Bradley Smith, a research associate in public health at Flinders University in Adelaide who has studied dingoes, said by e-mail that experimental tests put dingoes closer to wolves in the kind of intelligence they display. “Both dingoes and wolves, being highly effective predators, are great at problem solving, working well in groups, and independent problem solving,” he said.
But they also understand humans in a way that wolves do not. They get it when a person points at something, while wolves are clueless or supremely uninterested. Dingoes are not as good as dogs, however, at following a human’s gaze.
Dingoes, Dr. Smith wrote, “seem to be a prime example of one of the first types of ‘dogs’. Not domestic dogs as we know them now, but some form of early dog that made it easier for the human-canid relationship to develop. You could almost say dingoes are frozen in time — as they have made a very good home in Australia and have been isolated for many thousands of years.”
Dingoes came to Australia 3,500 to 5,000 years ago, probably with Asian seafarers, and already at least partly domesticated. At the time, people had been on Australia for almost 50,000 years, without dogs. The dingo quickly became an essential part of Aboriginal life and stories.
Deborah Rose, a professor at Macquarie University in Sydney who has done research with Aboriginal peoples and is the author of “Dingo Makes Us Human,” said the dingoes were a deep part of Aboriginal life. “The dingoes had names, they had kinship classifications, which makes them so unlike all other animals in Australia,” she said. “They had a place at the campfire.” Or even closer. The phrase “three-dog night” has been attributed to indigenous Australians as a way of describing how cold it was. However, it does not seem that Aborigines bred dingoes selectively.
Europeans, who brought sheep with them, did not share the Aboriginal affection for dingoes. They killed them as pests, and built a 3,300-mile fence to keep them out of southeastern Australia. The result is a confusion in even the legal status of dingoes. In some parts of Australia dingoes are pests, but in other parts they are protected. Their status can change with shifts in public opinion.
For instance, Ernest Healy, a founder of the National Dingo Preservation and Recovery Program, said that in the state of Victoria in 2009, the legal status of the dingo changed overnight. “It had been legally categorized as an introduced pest species with pigs, feral dogs, foxes, and it is now endangered wildlife,” he said.
In the United States something similar happens with wolves. They may be endangered one day and hunted the next. Wisconsin, for instance, is now considering a wolf hunting season.
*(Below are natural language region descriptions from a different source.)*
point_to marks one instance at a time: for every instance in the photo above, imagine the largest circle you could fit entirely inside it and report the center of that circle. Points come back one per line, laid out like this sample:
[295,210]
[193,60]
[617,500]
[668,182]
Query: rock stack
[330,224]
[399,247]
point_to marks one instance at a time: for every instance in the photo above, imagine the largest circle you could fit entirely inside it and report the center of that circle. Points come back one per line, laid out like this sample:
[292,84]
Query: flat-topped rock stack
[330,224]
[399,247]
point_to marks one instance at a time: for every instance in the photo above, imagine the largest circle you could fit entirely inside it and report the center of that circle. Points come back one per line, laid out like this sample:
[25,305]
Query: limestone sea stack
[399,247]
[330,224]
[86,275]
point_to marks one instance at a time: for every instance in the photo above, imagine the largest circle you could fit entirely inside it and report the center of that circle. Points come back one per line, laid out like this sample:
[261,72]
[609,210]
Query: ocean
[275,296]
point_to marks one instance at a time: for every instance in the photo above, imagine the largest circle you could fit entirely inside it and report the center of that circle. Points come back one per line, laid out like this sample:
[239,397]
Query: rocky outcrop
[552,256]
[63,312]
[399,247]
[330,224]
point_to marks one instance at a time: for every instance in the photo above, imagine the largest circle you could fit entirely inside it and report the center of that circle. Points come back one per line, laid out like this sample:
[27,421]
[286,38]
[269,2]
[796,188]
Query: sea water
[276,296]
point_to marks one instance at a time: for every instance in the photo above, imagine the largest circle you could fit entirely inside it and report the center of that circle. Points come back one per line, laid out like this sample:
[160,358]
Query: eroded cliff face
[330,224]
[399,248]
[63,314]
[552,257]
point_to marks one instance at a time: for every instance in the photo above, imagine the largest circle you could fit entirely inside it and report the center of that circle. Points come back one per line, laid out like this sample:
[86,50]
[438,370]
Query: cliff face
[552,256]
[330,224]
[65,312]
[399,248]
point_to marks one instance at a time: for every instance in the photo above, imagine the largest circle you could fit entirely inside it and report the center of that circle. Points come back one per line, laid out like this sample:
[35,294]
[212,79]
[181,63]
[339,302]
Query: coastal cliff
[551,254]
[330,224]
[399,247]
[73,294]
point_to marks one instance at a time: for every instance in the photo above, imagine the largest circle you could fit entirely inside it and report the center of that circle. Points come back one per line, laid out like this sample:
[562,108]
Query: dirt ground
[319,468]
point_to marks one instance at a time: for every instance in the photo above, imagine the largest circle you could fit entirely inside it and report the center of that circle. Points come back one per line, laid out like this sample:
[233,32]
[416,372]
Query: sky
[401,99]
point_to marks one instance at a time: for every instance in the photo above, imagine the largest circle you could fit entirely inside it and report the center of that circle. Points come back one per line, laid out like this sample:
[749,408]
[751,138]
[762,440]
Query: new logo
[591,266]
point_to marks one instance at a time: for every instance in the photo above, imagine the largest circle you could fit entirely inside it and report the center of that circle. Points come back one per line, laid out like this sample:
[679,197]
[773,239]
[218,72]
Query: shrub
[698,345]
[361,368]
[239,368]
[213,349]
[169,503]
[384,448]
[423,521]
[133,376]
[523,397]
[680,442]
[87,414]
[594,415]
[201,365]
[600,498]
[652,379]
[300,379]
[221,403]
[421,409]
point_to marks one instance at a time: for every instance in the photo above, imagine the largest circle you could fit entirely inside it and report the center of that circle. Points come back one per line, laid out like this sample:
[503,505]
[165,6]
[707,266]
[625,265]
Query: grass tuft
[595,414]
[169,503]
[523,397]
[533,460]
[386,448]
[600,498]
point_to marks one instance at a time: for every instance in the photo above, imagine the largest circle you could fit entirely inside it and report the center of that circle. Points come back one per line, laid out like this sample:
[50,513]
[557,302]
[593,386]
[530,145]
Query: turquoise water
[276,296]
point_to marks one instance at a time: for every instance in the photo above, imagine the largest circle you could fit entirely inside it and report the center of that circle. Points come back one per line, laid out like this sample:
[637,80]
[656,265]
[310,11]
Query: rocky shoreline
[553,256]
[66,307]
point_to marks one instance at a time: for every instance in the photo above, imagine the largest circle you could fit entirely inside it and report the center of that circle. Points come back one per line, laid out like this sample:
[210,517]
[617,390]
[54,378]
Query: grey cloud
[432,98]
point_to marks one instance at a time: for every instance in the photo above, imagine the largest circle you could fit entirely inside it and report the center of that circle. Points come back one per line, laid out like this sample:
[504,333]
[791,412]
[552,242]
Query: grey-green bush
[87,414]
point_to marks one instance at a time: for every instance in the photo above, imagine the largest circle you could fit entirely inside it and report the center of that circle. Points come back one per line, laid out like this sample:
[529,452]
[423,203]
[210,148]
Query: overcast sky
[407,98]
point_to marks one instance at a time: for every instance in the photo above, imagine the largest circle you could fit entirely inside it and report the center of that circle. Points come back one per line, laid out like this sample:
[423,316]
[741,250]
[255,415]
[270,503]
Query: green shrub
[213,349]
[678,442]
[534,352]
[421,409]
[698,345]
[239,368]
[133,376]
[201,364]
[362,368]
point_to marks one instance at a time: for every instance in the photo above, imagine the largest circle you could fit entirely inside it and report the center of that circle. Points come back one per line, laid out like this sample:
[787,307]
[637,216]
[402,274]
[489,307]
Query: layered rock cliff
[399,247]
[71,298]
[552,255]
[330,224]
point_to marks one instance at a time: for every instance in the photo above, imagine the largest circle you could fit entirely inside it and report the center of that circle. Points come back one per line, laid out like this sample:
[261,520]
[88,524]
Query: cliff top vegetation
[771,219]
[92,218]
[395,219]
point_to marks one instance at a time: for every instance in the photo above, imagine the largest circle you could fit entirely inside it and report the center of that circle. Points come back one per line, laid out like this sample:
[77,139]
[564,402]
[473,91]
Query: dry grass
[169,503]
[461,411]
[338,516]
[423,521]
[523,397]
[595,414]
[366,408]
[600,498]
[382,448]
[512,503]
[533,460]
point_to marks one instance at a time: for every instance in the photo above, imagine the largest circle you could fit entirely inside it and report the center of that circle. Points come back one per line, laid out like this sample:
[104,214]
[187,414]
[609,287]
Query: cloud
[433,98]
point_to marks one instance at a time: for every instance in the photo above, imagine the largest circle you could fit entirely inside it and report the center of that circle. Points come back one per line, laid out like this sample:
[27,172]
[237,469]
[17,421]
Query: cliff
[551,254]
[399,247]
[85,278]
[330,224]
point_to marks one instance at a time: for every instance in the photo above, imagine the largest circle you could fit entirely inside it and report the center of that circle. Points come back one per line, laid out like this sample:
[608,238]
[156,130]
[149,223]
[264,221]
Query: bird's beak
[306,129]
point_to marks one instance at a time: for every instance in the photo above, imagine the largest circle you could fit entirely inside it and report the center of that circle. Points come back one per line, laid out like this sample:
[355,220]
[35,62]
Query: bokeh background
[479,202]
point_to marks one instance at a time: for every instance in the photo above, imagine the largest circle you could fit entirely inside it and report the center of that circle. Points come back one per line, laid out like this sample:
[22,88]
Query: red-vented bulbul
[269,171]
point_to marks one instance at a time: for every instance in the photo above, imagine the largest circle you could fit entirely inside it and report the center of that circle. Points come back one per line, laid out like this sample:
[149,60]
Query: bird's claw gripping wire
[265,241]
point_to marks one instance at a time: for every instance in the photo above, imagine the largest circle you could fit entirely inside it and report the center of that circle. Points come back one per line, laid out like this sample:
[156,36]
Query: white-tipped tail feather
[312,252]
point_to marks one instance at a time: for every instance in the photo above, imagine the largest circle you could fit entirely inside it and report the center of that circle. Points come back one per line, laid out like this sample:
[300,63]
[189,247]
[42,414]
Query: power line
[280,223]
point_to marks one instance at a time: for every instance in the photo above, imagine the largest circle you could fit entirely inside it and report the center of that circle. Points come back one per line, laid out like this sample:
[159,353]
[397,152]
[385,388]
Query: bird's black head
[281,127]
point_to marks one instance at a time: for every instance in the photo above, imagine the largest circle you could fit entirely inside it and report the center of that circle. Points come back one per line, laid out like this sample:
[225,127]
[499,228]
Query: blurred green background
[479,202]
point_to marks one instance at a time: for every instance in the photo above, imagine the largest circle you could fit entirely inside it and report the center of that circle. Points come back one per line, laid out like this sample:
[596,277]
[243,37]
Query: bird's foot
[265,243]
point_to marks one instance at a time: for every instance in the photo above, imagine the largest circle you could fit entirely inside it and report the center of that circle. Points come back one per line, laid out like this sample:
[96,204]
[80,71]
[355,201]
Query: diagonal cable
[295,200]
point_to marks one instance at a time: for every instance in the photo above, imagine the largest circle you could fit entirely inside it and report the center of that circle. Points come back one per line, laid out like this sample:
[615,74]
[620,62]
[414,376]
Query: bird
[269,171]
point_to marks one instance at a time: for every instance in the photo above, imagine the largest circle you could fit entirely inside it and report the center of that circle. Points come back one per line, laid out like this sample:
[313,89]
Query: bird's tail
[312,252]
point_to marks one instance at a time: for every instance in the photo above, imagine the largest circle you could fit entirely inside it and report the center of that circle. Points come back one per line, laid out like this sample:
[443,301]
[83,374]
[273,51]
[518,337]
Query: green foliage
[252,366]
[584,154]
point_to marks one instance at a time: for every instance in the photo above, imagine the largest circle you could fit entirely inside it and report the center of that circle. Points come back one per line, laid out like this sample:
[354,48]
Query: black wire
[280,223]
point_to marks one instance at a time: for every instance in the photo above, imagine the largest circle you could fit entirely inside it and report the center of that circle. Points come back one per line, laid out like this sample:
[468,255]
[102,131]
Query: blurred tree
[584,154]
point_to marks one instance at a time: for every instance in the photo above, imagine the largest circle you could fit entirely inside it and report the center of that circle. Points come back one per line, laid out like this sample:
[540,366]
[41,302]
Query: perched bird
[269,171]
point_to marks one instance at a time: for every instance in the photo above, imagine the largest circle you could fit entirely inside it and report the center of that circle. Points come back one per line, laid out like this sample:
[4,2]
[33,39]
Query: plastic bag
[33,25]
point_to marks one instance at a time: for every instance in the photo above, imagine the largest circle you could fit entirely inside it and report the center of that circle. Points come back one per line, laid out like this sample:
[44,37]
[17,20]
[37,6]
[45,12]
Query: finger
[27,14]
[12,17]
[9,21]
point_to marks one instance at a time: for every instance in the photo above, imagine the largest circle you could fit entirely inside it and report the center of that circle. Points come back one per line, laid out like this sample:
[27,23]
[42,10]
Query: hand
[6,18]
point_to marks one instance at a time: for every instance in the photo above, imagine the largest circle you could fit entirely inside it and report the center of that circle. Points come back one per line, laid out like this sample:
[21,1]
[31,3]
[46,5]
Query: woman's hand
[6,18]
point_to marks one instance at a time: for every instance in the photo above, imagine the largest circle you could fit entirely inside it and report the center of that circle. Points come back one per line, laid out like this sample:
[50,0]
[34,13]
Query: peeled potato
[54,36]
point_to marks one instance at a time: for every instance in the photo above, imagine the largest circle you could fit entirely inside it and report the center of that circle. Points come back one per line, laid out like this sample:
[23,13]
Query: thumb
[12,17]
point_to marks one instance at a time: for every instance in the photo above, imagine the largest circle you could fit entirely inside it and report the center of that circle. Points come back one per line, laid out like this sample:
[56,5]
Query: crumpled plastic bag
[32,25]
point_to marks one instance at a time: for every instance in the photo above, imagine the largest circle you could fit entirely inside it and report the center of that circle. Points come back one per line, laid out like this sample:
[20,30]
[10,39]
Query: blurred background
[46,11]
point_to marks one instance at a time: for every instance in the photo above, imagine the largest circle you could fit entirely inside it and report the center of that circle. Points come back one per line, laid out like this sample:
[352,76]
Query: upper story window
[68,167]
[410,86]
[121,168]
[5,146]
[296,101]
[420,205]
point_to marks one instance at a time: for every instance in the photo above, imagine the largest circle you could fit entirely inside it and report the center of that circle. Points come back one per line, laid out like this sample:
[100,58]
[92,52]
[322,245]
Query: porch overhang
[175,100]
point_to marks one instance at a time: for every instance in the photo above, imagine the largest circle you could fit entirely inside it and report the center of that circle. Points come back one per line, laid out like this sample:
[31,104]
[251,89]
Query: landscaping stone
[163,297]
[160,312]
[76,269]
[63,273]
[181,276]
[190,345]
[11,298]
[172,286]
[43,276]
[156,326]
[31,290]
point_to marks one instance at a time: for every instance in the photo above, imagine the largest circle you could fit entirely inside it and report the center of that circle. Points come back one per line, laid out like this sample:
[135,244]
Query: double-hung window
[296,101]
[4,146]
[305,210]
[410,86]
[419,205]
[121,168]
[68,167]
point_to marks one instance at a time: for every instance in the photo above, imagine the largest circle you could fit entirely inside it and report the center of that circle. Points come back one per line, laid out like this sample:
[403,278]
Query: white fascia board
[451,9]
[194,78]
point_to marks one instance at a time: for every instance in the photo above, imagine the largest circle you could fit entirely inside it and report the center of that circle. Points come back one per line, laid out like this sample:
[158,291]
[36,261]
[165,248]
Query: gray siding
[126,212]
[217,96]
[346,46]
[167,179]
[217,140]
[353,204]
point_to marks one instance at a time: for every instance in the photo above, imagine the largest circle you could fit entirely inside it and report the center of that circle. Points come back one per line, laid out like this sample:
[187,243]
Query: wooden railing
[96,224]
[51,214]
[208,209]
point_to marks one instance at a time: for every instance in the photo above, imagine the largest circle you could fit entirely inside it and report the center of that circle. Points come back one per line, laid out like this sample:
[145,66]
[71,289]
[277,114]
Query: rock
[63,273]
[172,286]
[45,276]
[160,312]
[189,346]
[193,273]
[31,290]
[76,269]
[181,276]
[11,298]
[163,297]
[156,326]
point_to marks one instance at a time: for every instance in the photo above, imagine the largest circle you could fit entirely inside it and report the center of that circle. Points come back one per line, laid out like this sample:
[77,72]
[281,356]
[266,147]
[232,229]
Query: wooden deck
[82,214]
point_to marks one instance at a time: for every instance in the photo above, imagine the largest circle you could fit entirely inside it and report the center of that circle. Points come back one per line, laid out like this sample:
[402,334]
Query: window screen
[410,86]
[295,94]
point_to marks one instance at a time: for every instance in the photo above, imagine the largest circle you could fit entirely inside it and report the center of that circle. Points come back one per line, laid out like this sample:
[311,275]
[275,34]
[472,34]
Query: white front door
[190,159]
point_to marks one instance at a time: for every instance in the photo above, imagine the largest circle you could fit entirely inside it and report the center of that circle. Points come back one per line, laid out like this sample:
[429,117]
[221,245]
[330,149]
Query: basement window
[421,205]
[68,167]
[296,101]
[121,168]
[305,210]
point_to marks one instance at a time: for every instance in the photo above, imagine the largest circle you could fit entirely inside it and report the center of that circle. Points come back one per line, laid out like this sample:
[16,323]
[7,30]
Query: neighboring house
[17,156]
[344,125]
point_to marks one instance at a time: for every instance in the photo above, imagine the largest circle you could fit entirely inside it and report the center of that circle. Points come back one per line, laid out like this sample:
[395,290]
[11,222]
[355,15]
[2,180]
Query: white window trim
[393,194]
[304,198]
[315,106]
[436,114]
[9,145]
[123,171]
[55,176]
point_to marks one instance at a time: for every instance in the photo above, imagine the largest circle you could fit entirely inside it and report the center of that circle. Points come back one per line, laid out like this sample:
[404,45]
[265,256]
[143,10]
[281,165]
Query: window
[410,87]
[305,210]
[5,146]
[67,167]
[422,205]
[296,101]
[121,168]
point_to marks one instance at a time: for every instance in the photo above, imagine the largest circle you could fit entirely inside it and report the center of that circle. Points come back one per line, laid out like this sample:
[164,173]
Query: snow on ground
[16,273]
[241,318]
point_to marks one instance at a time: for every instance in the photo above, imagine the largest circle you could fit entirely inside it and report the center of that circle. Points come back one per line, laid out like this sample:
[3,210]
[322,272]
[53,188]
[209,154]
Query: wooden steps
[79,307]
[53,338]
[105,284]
Whatever the outcome of the coroner’s inquest, and even as new science shows the ecological importance of dingoes, their populations are under some kind of pressure all over Australia.
Arian D. Wallach, at James Cook University in Queensland, said research has shown that dingoes, as top predators, are essential to preventing “breakouts of opportunistic species” like rabbits and feral cats, and should be left alone as much as possible.
But even protected populations are controlled, she said, by shooting, trapping, poisoning — what Dr. Wallach calls “persecution.” Killing adults, she says, destroys pack structure, and means the young are more likely to kill livestock or cause other problems. They are, she said, like “hooligans,” whereas in a traditional pack, “they’ll have jobs to do; they won’t be unemployed.”
The problem, Dr. Wallach said, is that from sheep country to Fraser Island to national parks, “every single population of dingoes that I know of in Australia is persecuted.”